Could someone please add a note about this issue on the release page for 1.9.0-alpha1? I would not have attempted the upgrade if I had known about this but now I have a cluster with no control plane and no easy way of rolling back to 1.8.7.

jpds on 13 Mar 2018

👍1

It would appear that downgrading the kubernetes version doesn't also bring down the version of kubeup utils:

/var/cache/kubernetes-install $ cat kube_env.yaml 
Assets:
- 0f3a59e4c0aae8c2b2a0924d8ace010ebf39f48e@https://storage.googleapis.com/kubernetes-release/release/v1.8.7/bin/linux/amd64/kubelet
- 36340bb4bb158357fe36ffd545d8295774f55ed9@https://storage.googleapis.com/kubernetes-release/release/v1.8.7/bin/linux/amd64/kubectl
- 1d9788b0f5420e1a219aad2cb8681823fc515e7c@https://storage.googleapis.com/kubernetes-release/network-plugins/cni-0799f5732f2a11b329d9e3d51b9c8f2e3759f2ff.tar.gz
- 0dc1b84eac8bd859e4ba266f7f40111cda26bb30@https://kubeupv2.s3.amazonaws.com/kops/1.9.0-alpha.1/linux/amd64/utils.tar.gz
ClusterName: platform.k8s.local
ConfigBase: s3://cluster-state-store/platform.k8s.local
InstanceGroupName: master-eu-west-1a
Tags:
- _automatic_upgrades
- _aws
- _kubernetes_master
- _networking_cni
channels:
- s3://cluster-state-store/platform.k8s.local/addons/bootstrap-channel.yaml
protokubeImage:
  hash: 7dfd9493043ffa8ea7437e188613b470947b37f7
  name: protokube:1.9.0-alpha.1
  source: https://kubeupv2.s3.amazonaws.com/kops/1.9.0-alpha.1/images/protokube.tar.gz

jpds on 13 Mar 2018

Leave command list I used to roll back broken k8s for somebody.
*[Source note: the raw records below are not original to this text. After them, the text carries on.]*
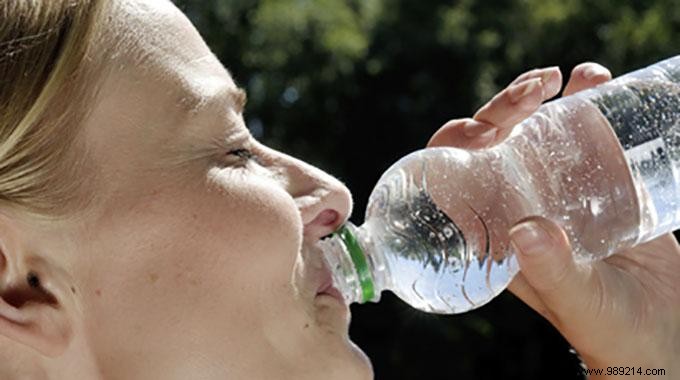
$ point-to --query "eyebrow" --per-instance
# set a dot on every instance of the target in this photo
(193, 102)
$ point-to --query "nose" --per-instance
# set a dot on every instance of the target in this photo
(323, 201)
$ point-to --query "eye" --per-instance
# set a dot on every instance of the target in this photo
(242, 153)
(242, 156)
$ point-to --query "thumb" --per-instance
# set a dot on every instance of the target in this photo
(547, 263)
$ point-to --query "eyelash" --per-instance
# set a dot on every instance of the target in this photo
(244, 155)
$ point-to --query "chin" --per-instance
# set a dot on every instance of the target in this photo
(364, 368)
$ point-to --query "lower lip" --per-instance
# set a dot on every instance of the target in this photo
(334, 293)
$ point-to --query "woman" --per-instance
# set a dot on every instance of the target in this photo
(146, 235)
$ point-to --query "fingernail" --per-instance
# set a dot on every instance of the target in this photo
(479, 130)
(594, 71)
(530, 238)
(521, 90)
(550, 87)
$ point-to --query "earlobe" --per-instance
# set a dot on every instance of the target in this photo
(33, 317)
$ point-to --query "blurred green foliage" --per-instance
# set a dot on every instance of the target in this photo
(352, 85)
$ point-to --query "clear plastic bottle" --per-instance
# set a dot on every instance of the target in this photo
(603, 163)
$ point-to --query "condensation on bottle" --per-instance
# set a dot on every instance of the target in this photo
(603, 163)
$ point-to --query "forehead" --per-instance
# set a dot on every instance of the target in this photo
(160, 43)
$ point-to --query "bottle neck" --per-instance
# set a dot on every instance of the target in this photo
(358, 269)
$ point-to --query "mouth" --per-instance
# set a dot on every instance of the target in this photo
(326, 287)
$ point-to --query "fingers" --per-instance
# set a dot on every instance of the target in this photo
(521, 98)
(567, 290)
(459, 133)
(586, 75)
(494, 121)
(521, 288)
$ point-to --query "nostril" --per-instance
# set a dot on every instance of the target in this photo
(325, 218)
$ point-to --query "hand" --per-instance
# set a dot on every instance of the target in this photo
(621, 311)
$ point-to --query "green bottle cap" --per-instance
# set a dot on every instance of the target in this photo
(359, 261)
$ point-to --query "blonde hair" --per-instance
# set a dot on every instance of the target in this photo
(47, 63)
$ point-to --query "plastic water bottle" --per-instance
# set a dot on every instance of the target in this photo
(603, 163)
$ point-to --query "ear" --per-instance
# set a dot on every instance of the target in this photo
(30, 313)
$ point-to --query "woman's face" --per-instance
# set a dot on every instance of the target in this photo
(198, 260)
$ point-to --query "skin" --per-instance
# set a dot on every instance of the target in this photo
(197, 259)
(195, 262)
(621, 311)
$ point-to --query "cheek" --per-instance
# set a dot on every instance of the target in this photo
(259, 226)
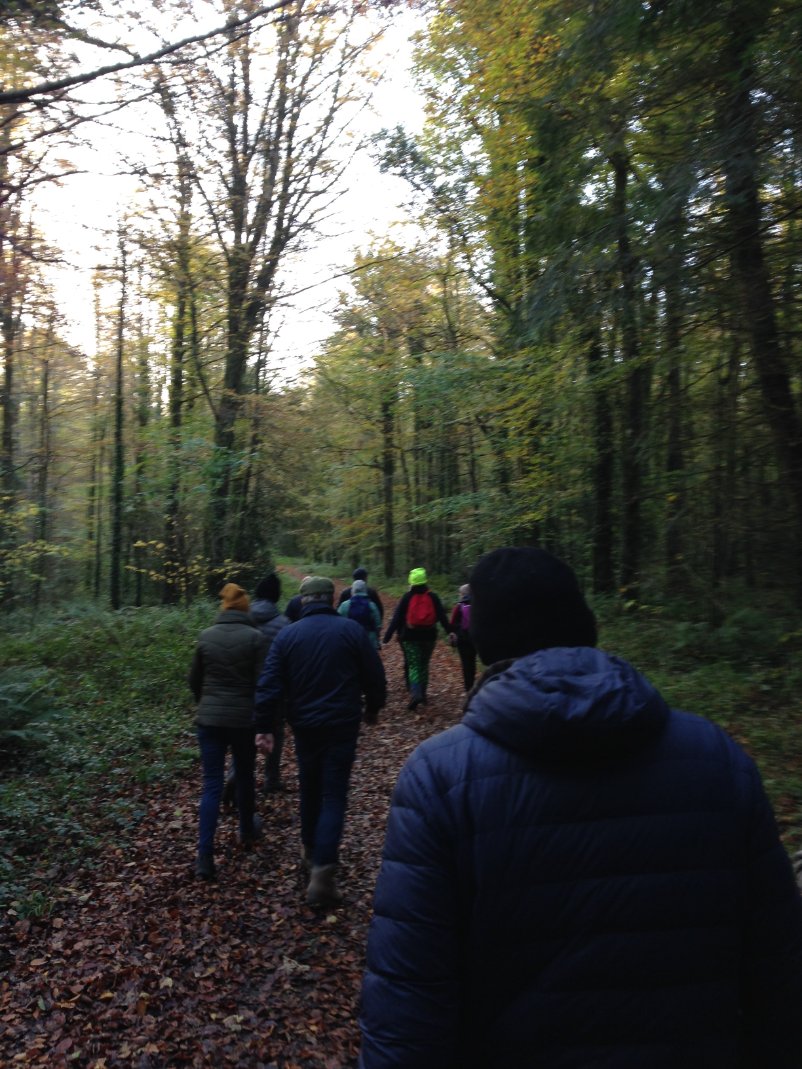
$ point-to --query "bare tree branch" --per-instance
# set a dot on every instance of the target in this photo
(47, 88)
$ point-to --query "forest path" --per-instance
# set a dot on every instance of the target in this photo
(143, 965)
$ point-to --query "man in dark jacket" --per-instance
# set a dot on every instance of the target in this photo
(222, 677)
(576, 874)
(361, 573)
(321, 667)
(266, 617)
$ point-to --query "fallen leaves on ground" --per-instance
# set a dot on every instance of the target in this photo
(143, 965)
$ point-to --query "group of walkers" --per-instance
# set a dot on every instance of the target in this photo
(574, 874)
(315, 666)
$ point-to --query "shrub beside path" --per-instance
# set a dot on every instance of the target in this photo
(141, 965)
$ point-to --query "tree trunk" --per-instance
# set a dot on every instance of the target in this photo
(603, 571)
(634, 429)
(119, 455)
(738, 128)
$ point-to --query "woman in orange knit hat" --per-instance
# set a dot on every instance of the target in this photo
(222, 677)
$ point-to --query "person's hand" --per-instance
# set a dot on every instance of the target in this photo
(264, 743)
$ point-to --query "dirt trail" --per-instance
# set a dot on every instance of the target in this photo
(142, 965)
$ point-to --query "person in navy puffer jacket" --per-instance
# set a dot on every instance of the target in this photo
(328, 677)
(577, 877)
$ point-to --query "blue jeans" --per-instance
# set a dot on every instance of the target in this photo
(324, 771)
(214, 743)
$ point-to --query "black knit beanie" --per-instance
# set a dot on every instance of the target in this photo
(525, 600)
(268, 588)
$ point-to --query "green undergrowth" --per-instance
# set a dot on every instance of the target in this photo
(744, 672)
(94, 709)
(107, 712)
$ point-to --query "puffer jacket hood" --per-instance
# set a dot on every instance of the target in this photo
(567, 705)
(262, 612)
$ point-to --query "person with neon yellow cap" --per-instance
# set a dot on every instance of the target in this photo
(415, 621)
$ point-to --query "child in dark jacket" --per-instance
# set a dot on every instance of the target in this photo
(460, 636)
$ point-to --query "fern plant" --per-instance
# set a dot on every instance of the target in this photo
(27, 713)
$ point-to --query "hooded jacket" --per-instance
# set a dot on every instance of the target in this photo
(321, 666)
(576, 876)
(266, 617)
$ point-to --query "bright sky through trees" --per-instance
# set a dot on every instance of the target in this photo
(82, 212)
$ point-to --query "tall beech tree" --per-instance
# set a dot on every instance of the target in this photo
(259, 123)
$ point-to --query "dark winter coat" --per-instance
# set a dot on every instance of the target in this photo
(398, 623)
(322, 665)
(457, 626)
(267, 619)
(225, 669)
(372, 593)
(576, 876)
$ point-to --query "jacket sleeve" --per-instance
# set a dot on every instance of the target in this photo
(195, 679)
(410, 1012)
(773, 951)
(442, 618)
(373, 594)
(398, 618)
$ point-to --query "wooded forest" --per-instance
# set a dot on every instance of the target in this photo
(596, 346)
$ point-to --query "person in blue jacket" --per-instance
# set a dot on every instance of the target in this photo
(320, 669)
(576, 874)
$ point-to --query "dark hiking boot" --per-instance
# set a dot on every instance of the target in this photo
(204, 867)
(229, 795)
(322, 891)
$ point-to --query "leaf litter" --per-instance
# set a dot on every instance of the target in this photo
(140, 964)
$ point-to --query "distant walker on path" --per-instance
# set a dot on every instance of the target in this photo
(321, 667)
(577, 874)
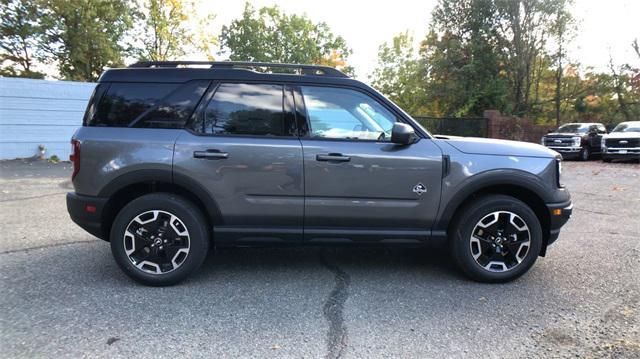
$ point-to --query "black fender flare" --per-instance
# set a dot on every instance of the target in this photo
(166, 176)
(492, 178)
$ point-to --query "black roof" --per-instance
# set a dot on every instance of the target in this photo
(182, 71)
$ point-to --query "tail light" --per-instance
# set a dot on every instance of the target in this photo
(74, 157)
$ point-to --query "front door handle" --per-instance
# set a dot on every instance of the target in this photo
(210, 155)
(333, 157)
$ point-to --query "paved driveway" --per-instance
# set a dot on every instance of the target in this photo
(62, 294)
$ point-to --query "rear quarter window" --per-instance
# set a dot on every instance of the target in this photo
(147, 105)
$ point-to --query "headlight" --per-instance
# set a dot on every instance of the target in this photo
(576, 141)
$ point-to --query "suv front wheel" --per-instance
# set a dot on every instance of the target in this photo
(159, 239)
(496, 238)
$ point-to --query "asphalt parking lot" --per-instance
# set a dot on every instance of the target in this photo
(62, 294)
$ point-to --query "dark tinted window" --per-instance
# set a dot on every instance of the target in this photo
(123, 102)
(92, 107)
(175, 109)
(246, 109)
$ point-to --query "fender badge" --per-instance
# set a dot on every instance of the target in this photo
(419, 189)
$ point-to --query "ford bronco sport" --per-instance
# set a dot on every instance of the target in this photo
(174, 159)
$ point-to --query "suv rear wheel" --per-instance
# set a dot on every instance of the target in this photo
(159, 239)
(496, 238)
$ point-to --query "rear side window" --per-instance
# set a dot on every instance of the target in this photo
(175, 109)
(149, 105)
(246, 109)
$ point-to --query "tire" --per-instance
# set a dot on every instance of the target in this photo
(585, 154)
(167, 239)
(479, 259)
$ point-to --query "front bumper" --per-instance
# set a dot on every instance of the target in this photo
(86, 211)
(621, 153)
(559, 214)
(567, 151)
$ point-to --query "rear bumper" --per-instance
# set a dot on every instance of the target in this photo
(559, 214)
(86, 212)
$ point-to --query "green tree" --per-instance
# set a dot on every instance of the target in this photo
(268, 35)
(19, 35)
(85, 36)
(399, 74)
(167, 34)
(462, 58)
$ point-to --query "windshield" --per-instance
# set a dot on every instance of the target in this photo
(627, 127)
(573, 128)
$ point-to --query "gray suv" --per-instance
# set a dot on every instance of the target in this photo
(173, 159)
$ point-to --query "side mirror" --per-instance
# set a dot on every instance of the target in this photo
(402, 133)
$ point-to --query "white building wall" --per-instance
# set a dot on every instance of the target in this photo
(40, 112)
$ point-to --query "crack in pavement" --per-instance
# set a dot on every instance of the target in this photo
(46, 246)
(333, 310)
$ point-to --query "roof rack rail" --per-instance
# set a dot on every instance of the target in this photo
(314, 70)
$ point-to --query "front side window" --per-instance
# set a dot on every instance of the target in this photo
(246, 109)
(346, 114)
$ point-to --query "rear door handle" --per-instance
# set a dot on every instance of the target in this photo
(333, 157)
(210, 155)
# change kubernetesVersion. e.g. 1.8.4
$ kops edit cluster your_cluster

# change image. e.g. kope.io/k8s-1.8-debian-jessie-amd64-hvm-ebs-2017-12-02
$ kops edit ig master-us-west-2a --name your_cluster
$ kops edit ig nodes --name your_cluster

$ kops update cluster your_cluster
$ kops update cluster your_cluster --yes

$ kops rolling-update cluster your_cluster 
$ kops rolling-update cluster your_cluster --yes --cloudonly --fail-on-validate-error="false"

jngbng on 13 Mar 2018

What I had to do:

Change /var/cache/kubernetes-install/kube_env.yaml to:

Assets:
- 0f3a59e4c0aae8c2b2a0924d8ace010ebf39f48e@https://storage.googleapis.com/kubernetes-release/release/v1.8.7/bin/linux/amd64/kubelet
- 36340bb4bb158357fe36ffd545d8295774f55ed9@https://storage.googleapis.com/kubernetes-release/release/v1.8.7/bin/linux/amd64/kubectl
- 1d9788b0f5420e1a219aad2cb8681823fc515e7c@https://storage.googleapis.com/kubernetes-release/network-plugins/cni-0799f5732f2a11b329d9e3d51b9c8f2e3759f2ff.tar.gz
- f62360d3351bed837ae3ffcdee65e9d57511695a@https://kubeupv2.s3.amazonaws.com/kops/1.8.0/linux/amd64/utils.tar.gz
ClusterName: platform.k8s.local
ConfigBase: s3://cluster-state-store/platform.k8s.local
InstanceGroupName: master-eu-west-1a
Tags:
- _automatic_upgrades
- _aws
- _kubernetes_master
- _networking_cni
channels:
- s3://cluster-state-store/platform.k8s.local/addons/bootstrap-channel.yaml
protokubeImage:
  hash: 1b972e92520b3cafd576893ae3daeafdd1bc9ffd
  name: protokube:1.8.0
  source: https://kubeupv2.s3.amazonaws.com/kops/1.8.0/images/protokube.tar.gz

Run:

$ wget https://kubeupv2.s3.amazonaws.com/kops/1.8.0/linux/amd64/nodeup
$ chmod +x nodeup
$ sudo mv nodeup /var/cache/kubernetes-install/
$ sudo systemctl restart kops-configuration # otherwise it keeps using the old version of nodeup
$ sudo docker ps -a

jpds on 13 Mar 2018

The above didn't help, I was able to bring up the masters but couldn't get the nodes to come back up. Brought down the semi-production cluster and redeployed.

jpds on 13 Mar 2018

@fredsted Thanks for the "shitty" script. It fixed the master node for me.